Scrapy: different item will be handled by different pipeline.

problem description

how to choose different item processing according to different pipeline

the environmental background of the problems and what methods you have tried

there are multiple crawler items in a scrapy, and each crawler project has a different item,. The result of searching on the Internet is to judge the type of the received item and then execute different code. I hope to call the corresponding pipeline function after the judgment. For example, item a will be handed over to pipeline a to deal with.

related codes

/ / Please paste the code text below (do not replace the code with pictures)

from items import AspiderItem, BspiderItem, CspiderItem

class myspiderPipeline(object):
    def __init__(self):
        pass

    def process_item(self, item, spider):
        if isinstance(item, AspiderItem):
            pass
        elif isinstance(item, BspiderItem):
            return item
        elif isinstance(item, CspiderItem):
            print item
            return item
            
class AspiderPipeline(myspiderPipeline):
    def __init__(self):
        self.file = open("myadata.json", "wb")

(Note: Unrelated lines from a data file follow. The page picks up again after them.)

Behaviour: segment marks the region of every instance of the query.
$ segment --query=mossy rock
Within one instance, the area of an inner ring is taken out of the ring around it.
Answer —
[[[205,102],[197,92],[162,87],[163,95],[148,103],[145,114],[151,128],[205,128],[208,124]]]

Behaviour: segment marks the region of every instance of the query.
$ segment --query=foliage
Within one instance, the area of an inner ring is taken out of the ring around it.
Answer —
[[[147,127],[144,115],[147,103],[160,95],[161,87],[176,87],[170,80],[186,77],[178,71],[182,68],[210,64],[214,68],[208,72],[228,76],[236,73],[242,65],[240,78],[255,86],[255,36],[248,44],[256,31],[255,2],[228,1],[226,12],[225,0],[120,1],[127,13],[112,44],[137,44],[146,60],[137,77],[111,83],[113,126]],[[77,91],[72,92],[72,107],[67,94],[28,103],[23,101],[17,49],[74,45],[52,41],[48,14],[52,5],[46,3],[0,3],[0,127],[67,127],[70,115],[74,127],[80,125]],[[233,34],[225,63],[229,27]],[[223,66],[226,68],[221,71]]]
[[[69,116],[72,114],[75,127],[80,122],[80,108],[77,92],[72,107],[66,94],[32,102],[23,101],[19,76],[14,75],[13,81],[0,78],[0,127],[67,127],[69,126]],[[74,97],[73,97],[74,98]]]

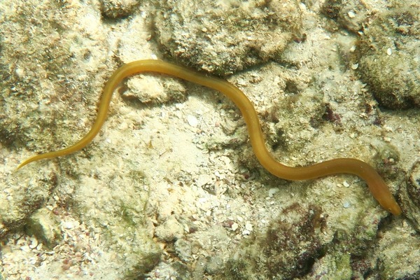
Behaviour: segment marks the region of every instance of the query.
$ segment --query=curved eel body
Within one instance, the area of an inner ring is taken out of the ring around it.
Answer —
[[[302,167],[291,167],[276,160],[268,151],[257,112],[251,101],[239,88],[228,82],[209,77],[186,67],[159,60],[139,60],[117,69],[104,88],[98,114],[89,132],[74,145],[62,150],[34,155],[22,162],[18,169],[29,162],[42,159],[68,155],[88,145],[98,134],[104,124],[113,92],[126,77],[141,72],[156,72],[175,76],[219,91],[230,99],[239,108],[249,132],[253,151],[261,164],[270,173],[286,180],[307,180],[328,175],[346,173],[354,174],[366,181],[374,197],[385,209],[399,215],[401,209],[379,174],[369,164],[353,158],[337,158]]]

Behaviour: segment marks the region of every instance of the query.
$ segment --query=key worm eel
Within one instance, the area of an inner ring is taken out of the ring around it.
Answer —
[[[366,181],[370,192],[382,207],[394,215],[399,215],[401,213],[401,209],[384,181],[366,162],[354,158],[337,158],[302,167],[284,165],[276,160],[267,148],[257,112],[242,91],[224,80],[209,77],[186,67],[159,60],[135,61],[117,69],[105,85],[97,116],[89,132],[71,146],[59,150],[36,155],[26,159],[18,166],[18,169],[36,160],[74,153],[90,143],[105,121],[111,99],[115,88],[125,78],[141,72],[156,72],[177,77],[219,91],[230,99],[238,106],[245,119],[251,144],[257,158],[267,170],[277,177],[295,181],[314,179],[342,173],[354,174]]]

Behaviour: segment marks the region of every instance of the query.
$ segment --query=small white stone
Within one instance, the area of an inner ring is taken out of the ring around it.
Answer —
[[[198,120],[192,115],[187,115],[187,122],[188,122],[188,125],[191,125],[192,127],[195,127],[198,125]]]
[[[239,225],[238,225],[236,223],[234,223],[232,224],[232,227],[230,227],[230,228],[232,228],[232,230],[233,230],[234,232],[238,229],[238,227],[239,227]]]
[[[251,232],[248,230],[245,230],[242,232],[242,235],[249,235]]]
[[[270,190],[268,190],[268,196],[270,197],[272,197],[273,195],[277,192],[279,190],[280,190],[279,189],[279,188],[272,188]]]

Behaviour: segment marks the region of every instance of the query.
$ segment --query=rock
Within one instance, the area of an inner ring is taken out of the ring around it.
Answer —
[[[356,48],[360,78],[388,108],[420,107],[419,8],[379,14]]]
[[[227,75],[278,58],[300,36],[296,1],[161,1],[155,24],[163,50],[184,64]]]

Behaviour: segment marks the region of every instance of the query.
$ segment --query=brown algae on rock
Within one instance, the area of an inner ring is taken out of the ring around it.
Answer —
[[[358,73],[379,104],[420,107],[420,6],[379,14],[356,49]]]
[[[216,75],[278,59],[288,43],[301,36],[294,0],[160,2],[155,26],[163,50]]]

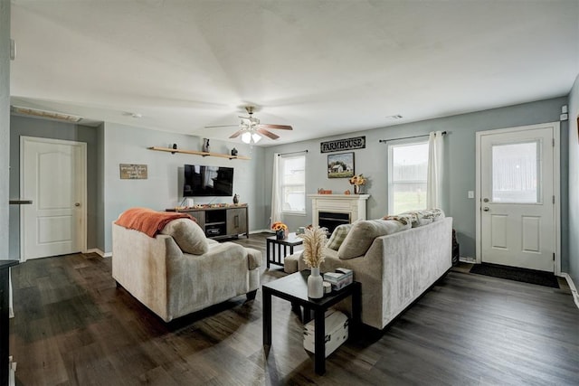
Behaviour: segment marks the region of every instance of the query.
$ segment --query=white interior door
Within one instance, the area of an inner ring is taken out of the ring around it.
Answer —
[[[86,144],[21,137],[21,259],[86,249]]]
[[[482,262],[554,272],[555,126],[479,137]]]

    def process_item(self, item, spider):
        content = json.dumps(dict(item), ensure_ascii=False) + "\n"
        self.file.write(content)
        return item

    def close_spider(self, spider):
        self.file.close()
        
class BspiderPipeline(myspiderPipeline):
    pass

what result do you expect? What is the error message actually seen?

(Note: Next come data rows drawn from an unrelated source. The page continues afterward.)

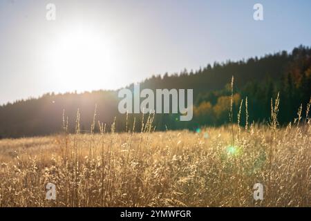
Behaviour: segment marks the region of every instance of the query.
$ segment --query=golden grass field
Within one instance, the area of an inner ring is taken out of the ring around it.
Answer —
[[[82,134],[77,122],[75,134],[0,140],[0,206],[311,205],[310,121],[196,133],[152,132],[152,117],[144,122],[136,133],[100,124],[101,133],[93,125]],[[56,200],[46,200],[48,182]]]

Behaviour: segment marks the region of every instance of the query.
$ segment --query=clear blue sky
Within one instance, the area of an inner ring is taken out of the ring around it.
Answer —
[[[0,104],[291,50],[310,28],[310,0],[0,0]]]

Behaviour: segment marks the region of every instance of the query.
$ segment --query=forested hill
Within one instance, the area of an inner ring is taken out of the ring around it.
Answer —
[[[194,89],[193,120],[179,122],[176,115],[156,115],[157,129],[164,130],[165,125],[169,129],[194,129],[204,125],[227,123],[231,93],[228,86],[232,75],[235,113],[241,99],[248,97],[249,121],[268,120],[270,99],[280,92],[279,119],[281,124],[288,122],[295,117],[300,104],[305,108],[310,100],[311,48],[301,46],[290,53],[282,51],[237,62],[214,63],[196,71],[185,70],[180,73],[167,73],[162,77],[153,76],[144,80],[141,84],[142,88]],[[97,120],[110,124],[115,116],[117,130],[121,131],[124,128],[125,116],[117,111],[117,91],[107,90],[82,94],[52,93],[39,99],[7,104],[0,106],[0,137],[41,135],[61,131],[63,110],[68,116],[73,131],[78,108],[82,132],[87,131],[93,121],[95,104]],[[130,116],[130,121],[133,117]]]

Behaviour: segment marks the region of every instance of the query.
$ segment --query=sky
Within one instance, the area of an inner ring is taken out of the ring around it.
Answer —
[[[291,51],[310,28],[310,0],[0,0],[0,104]]]

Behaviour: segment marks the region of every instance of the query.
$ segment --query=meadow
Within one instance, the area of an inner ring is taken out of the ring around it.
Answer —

I want to know how to call the corresponding pipeline after item type determination. Instantiate the corresponding class and then call the process_item method? If so, will methods such as close_spider of this class be executed automatically?

Oct.10,2021

my understanding:

The key function of

pipeline is that "one item can be processed by multiple pipeline step by step according to the configuration in settings.py."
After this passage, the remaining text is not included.